= Vadim Backman =

American biomedical engineer

Vadim Backman is an American biomedical engineer and the Sachs Family Professor of biomedical engineering at the Robert R. McCormick School of Engineering and Applied Science at Northwestern University. He is also a Professor of Medicine (Hematology/Oncology) and Professor of Biochemistry and Molecular Genetics at Feinberg School of Medicine and is the Associate Director of Research Technology and Infrastructure and Program Leader in Cancer and Physical Sciences at Robert H. Lurie Comprehensive Cancer Center.

==Early life==
Backman was born in the former USSR in 1973 and later emigrated with his family to the United States.

==Career==
Backman received his M.S. in physics from the Massachusetts Institute of Technology (MIT), and a PhD in medical engineering and medical physics from Harvard University and MIT. In 2001, he joined Northwestern University's faculty.

Backman also serves as the Associate Director for Research Technology and Infrastructure at the Robert H. Lurie Comprehensive Cancer Center at Northwestern. He became an American Institute for Medical and Biological Engineering Fellow in 2010 and a senior member of The Optical Society Board of Directors in 2011.

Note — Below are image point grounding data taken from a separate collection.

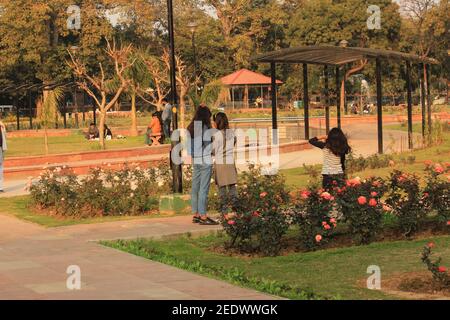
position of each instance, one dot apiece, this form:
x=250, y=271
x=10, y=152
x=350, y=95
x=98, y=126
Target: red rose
x=362, y=200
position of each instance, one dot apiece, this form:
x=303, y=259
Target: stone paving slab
x=34, y=261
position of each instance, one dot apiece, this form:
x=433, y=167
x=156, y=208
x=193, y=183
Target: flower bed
x=356, y=210
x=130, y=191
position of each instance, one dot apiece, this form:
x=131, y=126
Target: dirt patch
x=414, y=285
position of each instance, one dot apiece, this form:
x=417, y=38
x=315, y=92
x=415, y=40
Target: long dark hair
x=337, y=142
x=202, y=114
x=221, y=121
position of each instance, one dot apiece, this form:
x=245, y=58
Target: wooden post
x=422, y=99
x=327, y=100
x=379, y=106
x=274, y=103
x=409, y=101
x=427, y=71
x=306, y=99
x=338, y=97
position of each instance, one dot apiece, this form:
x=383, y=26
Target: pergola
x=334, y=56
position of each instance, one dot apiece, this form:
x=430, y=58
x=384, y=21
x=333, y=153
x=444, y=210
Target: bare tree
x=100, y=87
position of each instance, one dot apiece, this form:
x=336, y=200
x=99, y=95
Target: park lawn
x=331, y=274
x=19, y=208
x=34, y=146
x=298, y=177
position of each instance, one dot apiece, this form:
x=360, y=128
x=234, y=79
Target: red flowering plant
x=361, y=207
x=441, y=276
x=407, y=201
x=260, y=219
x=313, y=214
x=437, y=190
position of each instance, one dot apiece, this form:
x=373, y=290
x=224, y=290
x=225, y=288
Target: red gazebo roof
x=246, y=77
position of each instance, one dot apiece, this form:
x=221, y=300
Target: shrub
x=313, y=214
x=441, y=277
x=437, y=191
x=362, y=210
x=260, y=220
x=407, y=201
x=129, y=191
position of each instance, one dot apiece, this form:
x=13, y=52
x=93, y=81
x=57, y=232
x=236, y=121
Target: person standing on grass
x=202, y=165
x=335, y=148
x=167, y=118
x=225, y=170
x=3, y=149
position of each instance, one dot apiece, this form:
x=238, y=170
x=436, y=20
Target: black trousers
x=332, y=180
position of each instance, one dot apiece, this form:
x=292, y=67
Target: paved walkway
x=34, y=260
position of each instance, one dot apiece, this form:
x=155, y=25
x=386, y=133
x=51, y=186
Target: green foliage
x=406, y=199
x=313, y=214
x=260, y=221
x=441, y=277
x=361, y=207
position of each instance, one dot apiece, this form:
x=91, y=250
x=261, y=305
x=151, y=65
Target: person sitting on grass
x=335, y=148
x=93, y=132
x=154, y=134
x=107, y=133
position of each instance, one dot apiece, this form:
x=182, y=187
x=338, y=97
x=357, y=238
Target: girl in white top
x=335, y=148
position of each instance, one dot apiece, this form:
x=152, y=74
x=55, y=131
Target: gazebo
x=245, y=87
x=338, y=57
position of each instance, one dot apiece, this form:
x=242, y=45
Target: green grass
x=19, y=207
x=34, y=146
x=333, y=273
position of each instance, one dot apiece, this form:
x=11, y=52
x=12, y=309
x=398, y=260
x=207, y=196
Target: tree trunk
x=101, y=129
x=134, y=130
x=46, y=139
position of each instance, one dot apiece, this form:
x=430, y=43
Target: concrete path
x=34, y=261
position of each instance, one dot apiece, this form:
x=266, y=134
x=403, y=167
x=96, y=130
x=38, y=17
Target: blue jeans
x=201, y=181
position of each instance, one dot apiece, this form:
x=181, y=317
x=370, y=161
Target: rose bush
x=406, y=199
x=361, y=207
x=261, y=218
x=129, y=191
x=441, y=277
x=437, y=190
x=313, y=214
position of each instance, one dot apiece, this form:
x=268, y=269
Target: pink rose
x=362, y=200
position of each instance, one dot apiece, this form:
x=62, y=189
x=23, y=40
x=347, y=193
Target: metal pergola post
x=327, y=100
x=409, y=102
x=379, y=106
x=422, y=98
x=273, y=74
x=338, y=97
x=306, y=99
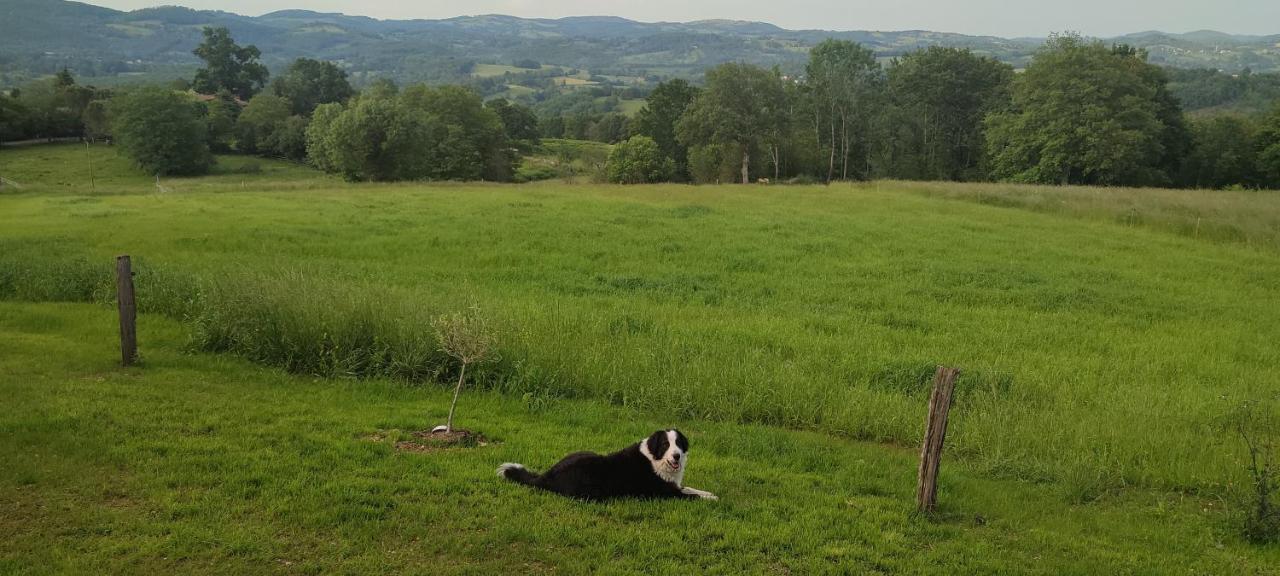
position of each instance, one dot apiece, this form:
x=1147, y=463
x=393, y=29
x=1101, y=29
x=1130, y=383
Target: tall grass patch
x=1096, y=355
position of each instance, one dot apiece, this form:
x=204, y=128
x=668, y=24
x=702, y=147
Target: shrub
x=467, y=338
x=1260, y=429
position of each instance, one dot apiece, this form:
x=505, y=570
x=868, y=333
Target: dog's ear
x=681, y=442
x=657, y=444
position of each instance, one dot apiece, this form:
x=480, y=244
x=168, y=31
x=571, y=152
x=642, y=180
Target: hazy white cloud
x=976, y=17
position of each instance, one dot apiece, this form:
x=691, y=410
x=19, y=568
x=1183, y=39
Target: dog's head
x=668, y=455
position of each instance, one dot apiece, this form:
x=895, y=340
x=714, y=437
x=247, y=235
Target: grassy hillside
x=199, y=464
x=1105, y=334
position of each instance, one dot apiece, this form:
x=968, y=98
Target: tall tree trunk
x=844, y=145
x=831, y=158
x=777, y=161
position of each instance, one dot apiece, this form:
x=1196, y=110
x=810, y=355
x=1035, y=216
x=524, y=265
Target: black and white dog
x=653, y=467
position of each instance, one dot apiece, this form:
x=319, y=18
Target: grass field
x=1104, y=341
x=199, y=464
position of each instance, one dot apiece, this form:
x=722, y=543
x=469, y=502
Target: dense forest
x=1080, y=112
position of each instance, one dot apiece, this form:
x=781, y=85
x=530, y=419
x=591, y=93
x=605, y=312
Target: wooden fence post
x=935, y=433
x=128, y=310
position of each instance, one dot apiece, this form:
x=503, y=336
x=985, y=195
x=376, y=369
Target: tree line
x=1080, y=113
x=309, y=113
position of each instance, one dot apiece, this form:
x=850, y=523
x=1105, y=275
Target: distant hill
x=41, y=36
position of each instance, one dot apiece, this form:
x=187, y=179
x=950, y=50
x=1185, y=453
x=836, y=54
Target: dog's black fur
x=625, y=474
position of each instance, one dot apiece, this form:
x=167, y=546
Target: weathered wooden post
x=128, y=310
x=935, y=433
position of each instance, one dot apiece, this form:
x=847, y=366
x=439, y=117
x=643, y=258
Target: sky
x=973, y=17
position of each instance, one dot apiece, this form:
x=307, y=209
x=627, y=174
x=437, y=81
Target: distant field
x=485, y=71
x=1105, y=334
x=631, y=106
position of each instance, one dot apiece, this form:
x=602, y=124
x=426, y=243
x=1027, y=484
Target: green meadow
x=1105, y=338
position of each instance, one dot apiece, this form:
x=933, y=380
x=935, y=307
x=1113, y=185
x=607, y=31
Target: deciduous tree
x=228, y=65
x=161, y=131
x=740, y=109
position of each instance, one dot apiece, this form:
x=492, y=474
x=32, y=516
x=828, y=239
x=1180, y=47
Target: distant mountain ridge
x=37, y=35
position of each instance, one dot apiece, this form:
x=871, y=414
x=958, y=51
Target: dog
x=653, y=467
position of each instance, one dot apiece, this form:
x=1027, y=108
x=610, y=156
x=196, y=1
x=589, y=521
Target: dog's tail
x=517, y=474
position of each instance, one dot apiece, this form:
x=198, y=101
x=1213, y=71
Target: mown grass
x=200, y=464
x=100, y=169
x=1097, y=356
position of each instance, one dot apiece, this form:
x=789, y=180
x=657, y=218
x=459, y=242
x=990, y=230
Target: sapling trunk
x=448, y=424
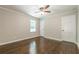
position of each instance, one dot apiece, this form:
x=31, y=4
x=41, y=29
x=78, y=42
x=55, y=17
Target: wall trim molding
x=17, y=40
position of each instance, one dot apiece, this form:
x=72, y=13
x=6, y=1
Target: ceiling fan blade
x=47, y=11
x=46, y=6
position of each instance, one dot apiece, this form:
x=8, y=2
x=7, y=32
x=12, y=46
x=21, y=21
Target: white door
x=68, y=28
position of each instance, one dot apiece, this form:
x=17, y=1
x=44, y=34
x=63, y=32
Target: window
x=32, y=26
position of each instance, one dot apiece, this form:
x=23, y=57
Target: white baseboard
x=52, y=38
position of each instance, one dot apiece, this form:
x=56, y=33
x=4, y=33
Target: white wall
x=52, y=25
x=15, y=26
x=78, y=26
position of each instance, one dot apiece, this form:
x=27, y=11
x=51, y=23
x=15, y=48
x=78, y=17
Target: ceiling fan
x=44, y=9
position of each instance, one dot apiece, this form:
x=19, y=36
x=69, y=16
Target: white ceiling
x=33, y=10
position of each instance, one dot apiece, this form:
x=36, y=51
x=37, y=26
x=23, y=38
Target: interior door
x=68, y=28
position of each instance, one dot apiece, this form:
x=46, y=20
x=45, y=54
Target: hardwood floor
x=39, y=45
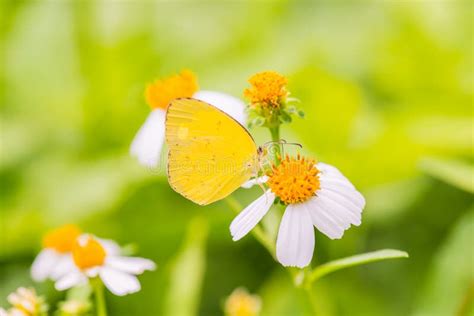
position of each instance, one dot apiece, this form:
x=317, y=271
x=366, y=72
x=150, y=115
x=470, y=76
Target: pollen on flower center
x=88, y=253
x=295, y=180
x=161, y=92
x=62, y=239
x=268, y=89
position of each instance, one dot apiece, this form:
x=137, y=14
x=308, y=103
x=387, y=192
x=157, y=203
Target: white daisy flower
x=314, y=194
x=25, y=302
x=55, y=257
x=91, y=260
x=147, y=144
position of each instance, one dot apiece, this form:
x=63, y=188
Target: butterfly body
x=210, y=154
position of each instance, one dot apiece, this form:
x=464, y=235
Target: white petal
x=110, y=246
x=251, y=215
x=92, y=272
x=64, y=266
x=148, y=141
x=44, y=263
x=337, y=203
x=255, y=181
x=225, y=102
x=70, y=280
x=295, y=243
x=133, y=265
x=119, y=283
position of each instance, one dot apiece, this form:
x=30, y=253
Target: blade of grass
x=356, y=260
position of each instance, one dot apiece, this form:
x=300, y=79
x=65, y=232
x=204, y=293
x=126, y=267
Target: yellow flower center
x=268, y=89
x=62, y=239
x=294, y=180
x=88, y=253
x=26, y=301
x=161, y=92
x=241, y=303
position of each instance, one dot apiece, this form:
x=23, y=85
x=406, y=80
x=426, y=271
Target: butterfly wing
x=210, y=154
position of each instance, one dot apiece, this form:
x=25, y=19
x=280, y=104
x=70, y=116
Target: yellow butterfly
x=210, y=154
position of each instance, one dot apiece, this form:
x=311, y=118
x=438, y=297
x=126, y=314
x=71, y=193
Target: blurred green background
x=387, y=88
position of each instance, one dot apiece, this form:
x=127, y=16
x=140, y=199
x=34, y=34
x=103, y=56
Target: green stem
x=275, y=149
x=258, y=232
x=100, y=307
x=312, y=301
x=275, y=132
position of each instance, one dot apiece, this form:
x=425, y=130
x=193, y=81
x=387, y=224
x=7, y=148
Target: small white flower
x=25, y=302
x=55, y=258
x=91, y=259
x=241, y=303
x=148, y=142
x=315, y=195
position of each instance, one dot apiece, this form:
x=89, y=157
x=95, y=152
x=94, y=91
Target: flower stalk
x=100, y=306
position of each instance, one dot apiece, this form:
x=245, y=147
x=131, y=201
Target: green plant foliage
x=382, y=90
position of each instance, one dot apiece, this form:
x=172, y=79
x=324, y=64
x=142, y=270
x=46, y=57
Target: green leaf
x=456, y=173
x=187, y=272
x=356, y=260
x=450, y=284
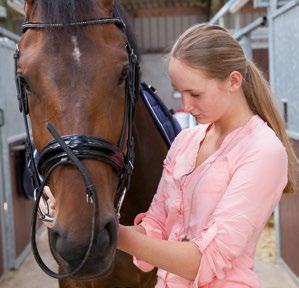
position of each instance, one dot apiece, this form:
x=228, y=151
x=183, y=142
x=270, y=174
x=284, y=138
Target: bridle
x=71, y=149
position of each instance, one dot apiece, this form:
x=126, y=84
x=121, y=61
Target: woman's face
x=206, y=99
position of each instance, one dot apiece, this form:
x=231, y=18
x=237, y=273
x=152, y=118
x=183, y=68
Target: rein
x=71, y=149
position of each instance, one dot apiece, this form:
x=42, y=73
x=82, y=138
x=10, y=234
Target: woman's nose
x=187, y=104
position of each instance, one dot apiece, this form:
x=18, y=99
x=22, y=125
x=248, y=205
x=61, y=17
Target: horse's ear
x=108, y=5
x=28, y=6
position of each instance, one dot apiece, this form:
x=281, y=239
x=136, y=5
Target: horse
x=74, y=66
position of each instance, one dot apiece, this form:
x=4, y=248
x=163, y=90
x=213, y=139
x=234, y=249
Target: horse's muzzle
x=69, y=249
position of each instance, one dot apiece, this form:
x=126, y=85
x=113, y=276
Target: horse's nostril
x=108, y=233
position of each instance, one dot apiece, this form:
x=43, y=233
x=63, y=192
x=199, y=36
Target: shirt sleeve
x=252, y=194
x=153, y=220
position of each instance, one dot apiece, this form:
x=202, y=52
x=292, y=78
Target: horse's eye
x=123, y=75
x=25, y=86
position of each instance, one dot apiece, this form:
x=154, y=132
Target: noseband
x=71, y=149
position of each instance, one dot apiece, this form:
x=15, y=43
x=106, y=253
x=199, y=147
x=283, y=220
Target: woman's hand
x=51, y=206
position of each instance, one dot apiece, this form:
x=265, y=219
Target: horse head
x=76, y=78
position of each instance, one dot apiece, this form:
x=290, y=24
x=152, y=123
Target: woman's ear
x=235, y=79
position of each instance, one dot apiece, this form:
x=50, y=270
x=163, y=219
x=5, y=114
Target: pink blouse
x=222, y=205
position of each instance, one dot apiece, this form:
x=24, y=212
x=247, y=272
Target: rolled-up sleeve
x=254, y=190
x=153, y=221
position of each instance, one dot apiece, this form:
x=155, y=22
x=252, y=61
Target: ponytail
x=261, y=102
x=213, y=50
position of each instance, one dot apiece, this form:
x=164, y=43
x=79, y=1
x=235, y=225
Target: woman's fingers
x=48, y=206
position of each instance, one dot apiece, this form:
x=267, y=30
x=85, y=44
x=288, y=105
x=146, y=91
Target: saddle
x=167, y=125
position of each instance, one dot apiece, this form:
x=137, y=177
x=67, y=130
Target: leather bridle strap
x=60, y=152
x=92, y=198
x=38, y=25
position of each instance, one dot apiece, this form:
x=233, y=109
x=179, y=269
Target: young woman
x=220, y=181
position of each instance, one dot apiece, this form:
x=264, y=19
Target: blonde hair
x=214, y=51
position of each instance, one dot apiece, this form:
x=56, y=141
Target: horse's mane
x=68, y=11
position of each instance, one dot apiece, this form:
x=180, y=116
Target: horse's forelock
x=65, y=11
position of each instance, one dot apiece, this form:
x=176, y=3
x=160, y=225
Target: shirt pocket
x=215, y=178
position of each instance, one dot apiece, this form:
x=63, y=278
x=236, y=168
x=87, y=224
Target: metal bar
x=285, y=8
x=2, y=122
x=251, y=27
x=3, y=12
x=225, y=8
x=12, y=36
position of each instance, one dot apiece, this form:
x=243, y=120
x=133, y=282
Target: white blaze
x=76, y=52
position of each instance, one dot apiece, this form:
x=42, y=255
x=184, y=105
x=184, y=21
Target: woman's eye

He helped co-found four start-ups: Preora Diagnostics Inc., ASP Health Inc., Nanocytomics, and American BioOptics.

==Research==
Since 2003, he has been working on strategies for early detection of cancer by looking for cell changes at a 20 to 50 nanometer scale. In 2019, his lab developed a tool that images blood flow in such a way to see capillaries more closely and measure things like oxygenation and metabolic rate. In 2020, he led a study that noted that countries with higher COVID-19 mortality rates also had higher levels of Vitamin D deficiency. In 2021, Backman published a paper in Science Advances about the construction of cells on a genomic level and how this impacts their ability to deal with external stressors.

== Personal life ==
Backman collaborates with and is married to civil and environmental engineer Luisa Marcelino.